At the end of the school year, I immediately flew back to my previous home in Ecuador. I completed my fourth and final year of a vision quest where I re-regained a sense of ‘One’ness with the world. There, I allowed myself to surrender to the infinite currents and events transpiring around me. I sent my questions off into the endless corners of existence and a voice from deep within echoed back to me: “Just do art.”

***

So I let go of finding any other answers to “how” or “why”. I unclenched my hold onto the future.

I re-entered my last year of teaching assuredly: this would be my last one - and the best, yet.

I looked around at my life with a renewed sense of wonder. Somehow, knowing it would all be ending soon let me savour everything that much more!

Three months into the academic year, when I signed my non-renewal contract, everyone (as usual) was asking: What are you going to do? Where are you going to go? Are you still going to be a teacher?

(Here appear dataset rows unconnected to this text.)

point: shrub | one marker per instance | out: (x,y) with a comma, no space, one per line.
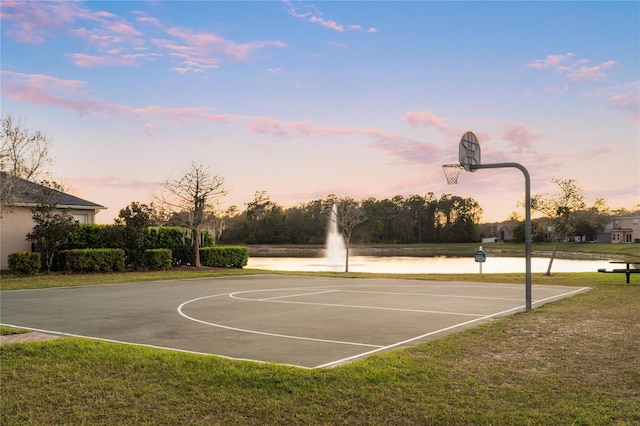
(157,258)
(91,260)
(24,262)
(224,257)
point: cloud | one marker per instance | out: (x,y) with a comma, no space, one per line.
(197,52)
(313,15)
(519,136)
(624,98)
(34,22)
(572,68)
(91,61)
(424,118)
(117,42)
(68,94)
(594,73)
(551,62)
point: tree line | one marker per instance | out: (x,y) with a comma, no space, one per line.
(397,220)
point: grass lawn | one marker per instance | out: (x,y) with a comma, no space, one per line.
(575,361)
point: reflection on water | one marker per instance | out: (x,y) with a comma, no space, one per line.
(424,265)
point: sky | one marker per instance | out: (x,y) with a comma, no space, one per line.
(307,99)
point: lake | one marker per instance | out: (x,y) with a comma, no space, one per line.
(424,265)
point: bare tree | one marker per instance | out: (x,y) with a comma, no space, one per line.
(23,154)
(194,193)
(560,208)
(350,214)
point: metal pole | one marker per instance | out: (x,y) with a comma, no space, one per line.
(527,220)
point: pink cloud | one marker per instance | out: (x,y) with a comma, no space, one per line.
(424,118)
(572,68)
(34,22)
(624,98)
(67,94)
(551,61)
(594,73)
(314,16)
(200,51)
(91,61)
(407,150)
(519,136)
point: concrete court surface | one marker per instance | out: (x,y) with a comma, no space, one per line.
(295,320)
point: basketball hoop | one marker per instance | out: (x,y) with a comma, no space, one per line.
(451,172)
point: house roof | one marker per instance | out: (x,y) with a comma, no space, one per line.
(26,193)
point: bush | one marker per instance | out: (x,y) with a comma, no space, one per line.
(92,260)
(24,262)
(224,257)
(157,258)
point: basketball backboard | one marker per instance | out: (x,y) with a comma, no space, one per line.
(469,151)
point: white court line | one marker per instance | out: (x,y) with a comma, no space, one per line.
(338,305)
(517,308)
(268,299)
(286,336)
(431,295)
(145,345)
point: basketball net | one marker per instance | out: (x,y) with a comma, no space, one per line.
(451,172)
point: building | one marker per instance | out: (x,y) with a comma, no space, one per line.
(626,229)
(498,231)
(19,197)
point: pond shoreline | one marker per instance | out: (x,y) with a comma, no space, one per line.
(426,250)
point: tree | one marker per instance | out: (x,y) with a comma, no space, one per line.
(53,228)
(560,208)
(135,218)
(194,193)
(23,154)
(350,214)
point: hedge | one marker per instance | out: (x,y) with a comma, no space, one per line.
(24,262)
(157,258)
(224,257)
(91,260)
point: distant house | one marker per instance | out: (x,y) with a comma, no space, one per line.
(499,231)
(19,197)
(626,229)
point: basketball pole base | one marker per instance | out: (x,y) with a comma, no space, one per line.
(527,220)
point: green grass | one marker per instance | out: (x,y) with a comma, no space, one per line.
(574,361)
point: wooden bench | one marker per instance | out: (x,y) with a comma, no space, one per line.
(628,270)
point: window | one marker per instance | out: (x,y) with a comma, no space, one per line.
(81,218)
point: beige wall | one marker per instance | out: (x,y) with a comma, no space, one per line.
(14,227)
(625,229)
(16,223)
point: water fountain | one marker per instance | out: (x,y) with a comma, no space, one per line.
(335,249)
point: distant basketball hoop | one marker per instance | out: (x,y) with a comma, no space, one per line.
(451,172)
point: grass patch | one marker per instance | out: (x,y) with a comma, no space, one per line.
(574,361)
(10,331)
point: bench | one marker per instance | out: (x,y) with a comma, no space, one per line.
(628,270)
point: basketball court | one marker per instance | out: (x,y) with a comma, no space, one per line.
(303,321)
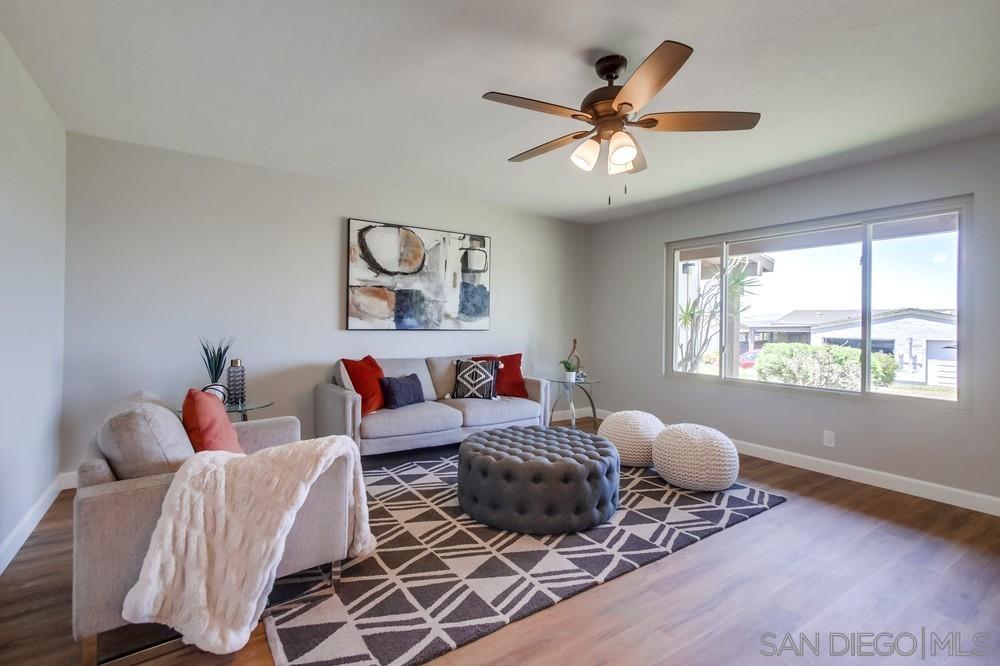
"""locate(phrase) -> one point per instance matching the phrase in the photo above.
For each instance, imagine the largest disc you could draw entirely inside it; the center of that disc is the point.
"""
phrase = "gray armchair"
(113, 520)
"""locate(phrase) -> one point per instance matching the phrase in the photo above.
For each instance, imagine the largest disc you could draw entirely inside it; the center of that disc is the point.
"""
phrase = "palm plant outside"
(698, 318)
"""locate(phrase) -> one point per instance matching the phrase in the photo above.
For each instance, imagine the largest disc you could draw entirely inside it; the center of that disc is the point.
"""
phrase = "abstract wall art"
(410, 278)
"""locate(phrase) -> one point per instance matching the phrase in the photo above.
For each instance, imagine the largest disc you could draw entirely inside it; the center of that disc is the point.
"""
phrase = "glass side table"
(244, 407)
(584, 385)
(241, 408)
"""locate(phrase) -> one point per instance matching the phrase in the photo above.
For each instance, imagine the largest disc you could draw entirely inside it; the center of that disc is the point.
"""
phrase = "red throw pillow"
(207, 423)
(510, 381)
(364, 375)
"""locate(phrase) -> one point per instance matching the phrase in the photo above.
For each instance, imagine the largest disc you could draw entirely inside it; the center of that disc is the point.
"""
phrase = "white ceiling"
(389, 91)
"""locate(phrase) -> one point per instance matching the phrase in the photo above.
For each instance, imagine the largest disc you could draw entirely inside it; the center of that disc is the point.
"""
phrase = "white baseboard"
(15, 539)
(904, 484)
(67, 480)
(581, 413)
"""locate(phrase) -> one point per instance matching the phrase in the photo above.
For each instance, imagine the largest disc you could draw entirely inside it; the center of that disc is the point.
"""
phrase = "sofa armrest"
(337, 411)
(538, 390)
(112, 526)
(265, 433)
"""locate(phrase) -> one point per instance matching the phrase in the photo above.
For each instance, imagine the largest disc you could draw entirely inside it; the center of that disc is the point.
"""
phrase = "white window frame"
(962, 205)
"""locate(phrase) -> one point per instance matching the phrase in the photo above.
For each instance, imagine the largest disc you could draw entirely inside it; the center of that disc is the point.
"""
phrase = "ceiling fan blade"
(698, 121)
(639, 161)
(535, 105)
(551, 145)
(654, 73)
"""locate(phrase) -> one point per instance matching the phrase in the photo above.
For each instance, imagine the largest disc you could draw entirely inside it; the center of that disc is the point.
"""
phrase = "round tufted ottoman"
(538, 480)
(696, 457)
(632, 432)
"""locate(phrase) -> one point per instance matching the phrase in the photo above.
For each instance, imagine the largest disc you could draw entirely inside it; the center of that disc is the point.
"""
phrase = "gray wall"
(163, 247)
(924, 440)
(32, 246)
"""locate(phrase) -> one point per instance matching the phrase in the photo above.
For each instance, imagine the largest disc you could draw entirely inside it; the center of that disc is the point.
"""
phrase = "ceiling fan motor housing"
(610, 67)
(599, 104)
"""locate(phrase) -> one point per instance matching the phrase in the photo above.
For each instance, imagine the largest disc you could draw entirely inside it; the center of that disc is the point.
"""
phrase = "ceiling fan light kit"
(621, 148)
(586, 154)
(612, 108)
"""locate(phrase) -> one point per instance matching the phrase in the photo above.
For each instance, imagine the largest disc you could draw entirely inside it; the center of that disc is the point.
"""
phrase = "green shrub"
(823, 366)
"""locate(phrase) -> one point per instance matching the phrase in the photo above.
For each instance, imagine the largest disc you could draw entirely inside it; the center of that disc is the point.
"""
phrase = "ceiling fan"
(613, 108)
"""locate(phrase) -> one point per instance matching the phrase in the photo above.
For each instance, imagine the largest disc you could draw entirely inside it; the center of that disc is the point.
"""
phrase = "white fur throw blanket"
(216, 547)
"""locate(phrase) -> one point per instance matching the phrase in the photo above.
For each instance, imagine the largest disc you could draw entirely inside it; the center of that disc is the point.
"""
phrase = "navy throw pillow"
(401, 391)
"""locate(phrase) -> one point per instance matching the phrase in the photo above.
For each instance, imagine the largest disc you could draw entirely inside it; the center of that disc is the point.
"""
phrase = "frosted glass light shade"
(622, 148)
(615, 169)
(585, 155)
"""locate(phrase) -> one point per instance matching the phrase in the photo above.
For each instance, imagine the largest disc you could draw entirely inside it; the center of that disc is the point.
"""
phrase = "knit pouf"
(632, 432)
(695, 457)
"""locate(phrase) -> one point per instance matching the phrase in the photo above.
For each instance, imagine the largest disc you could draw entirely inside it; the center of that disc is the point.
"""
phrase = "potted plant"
(571, 364)
(570, 370)
(214, 356)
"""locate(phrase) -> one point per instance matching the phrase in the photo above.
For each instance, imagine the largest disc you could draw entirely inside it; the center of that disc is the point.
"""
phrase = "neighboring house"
(923, 342)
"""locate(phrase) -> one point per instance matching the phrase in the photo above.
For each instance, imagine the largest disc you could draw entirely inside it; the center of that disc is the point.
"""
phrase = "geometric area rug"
(438, 579)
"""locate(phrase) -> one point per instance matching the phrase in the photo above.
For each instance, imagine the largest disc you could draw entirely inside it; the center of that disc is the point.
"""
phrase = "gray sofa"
(122, 481)
(440, 419)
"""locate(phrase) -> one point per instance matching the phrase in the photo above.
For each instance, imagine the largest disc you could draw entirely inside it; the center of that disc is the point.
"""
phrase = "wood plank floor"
(838, 556)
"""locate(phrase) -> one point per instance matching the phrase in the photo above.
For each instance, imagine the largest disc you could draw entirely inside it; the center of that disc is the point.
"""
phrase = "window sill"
(961, 405)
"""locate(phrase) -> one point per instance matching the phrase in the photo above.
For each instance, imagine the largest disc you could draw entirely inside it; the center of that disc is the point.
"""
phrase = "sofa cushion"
(476, 412)
(442, 371)
(410, 420)
(141, 436)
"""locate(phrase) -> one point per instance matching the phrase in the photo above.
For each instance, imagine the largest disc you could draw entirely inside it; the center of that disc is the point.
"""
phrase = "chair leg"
(88, 655)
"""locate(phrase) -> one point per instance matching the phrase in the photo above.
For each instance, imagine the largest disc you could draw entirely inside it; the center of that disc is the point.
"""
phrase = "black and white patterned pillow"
(476, 379)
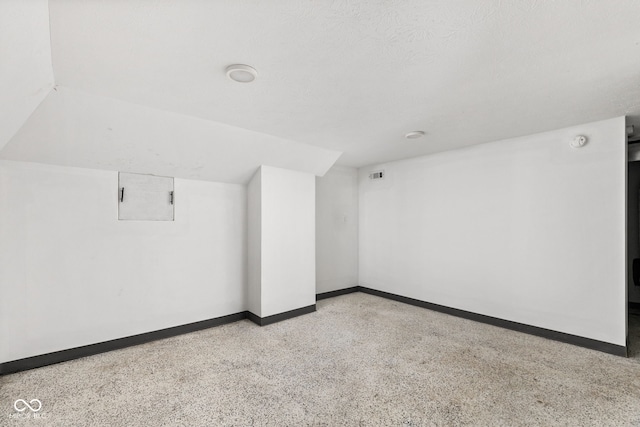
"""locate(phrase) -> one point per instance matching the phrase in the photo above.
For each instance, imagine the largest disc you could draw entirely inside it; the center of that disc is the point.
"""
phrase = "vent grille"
(376, 175)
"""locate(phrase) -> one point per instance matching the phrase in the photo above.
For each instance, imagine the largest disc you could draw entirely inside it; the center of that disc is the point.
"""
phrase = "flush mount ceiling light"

All I could answer was with a shrug: “I’m just gonna do art.”

A month later, I met my current boss who invited me to join the Jardin Orange Artist residency project, where I have lived and worked as a resident artist ever since.

***

So in summary, how do we feel a sense of control within this chaotic, ever-shifting and grandiose matrix of events called life? Keep perspective.

Every event in our life we can perceive both from a positive or negative light. For me personally, hindsight has helped me see the synchronicity of events — where from a low trough, a new wave of season of creativity and inspiration has begun to peak.

I can not feel sorry or regret about anything that has happened to me, nor the mistakes I’ve made along the way. Each and every one has brought me to this moment. Constant revisions are an inevitable and necessary response to flux of Life —- especially when holding on to things can be painful and the act of letting them go, scary.

A swami I know once said, [like an EKG heart monitor in a hospital] “Life isn’t about making everything flat and even all the time… The art of living is learning how to ride the ups and downs, the waves, of life.”

“It’s just a ride!” my friends. Sometimes its part of the journey that you slip and fall.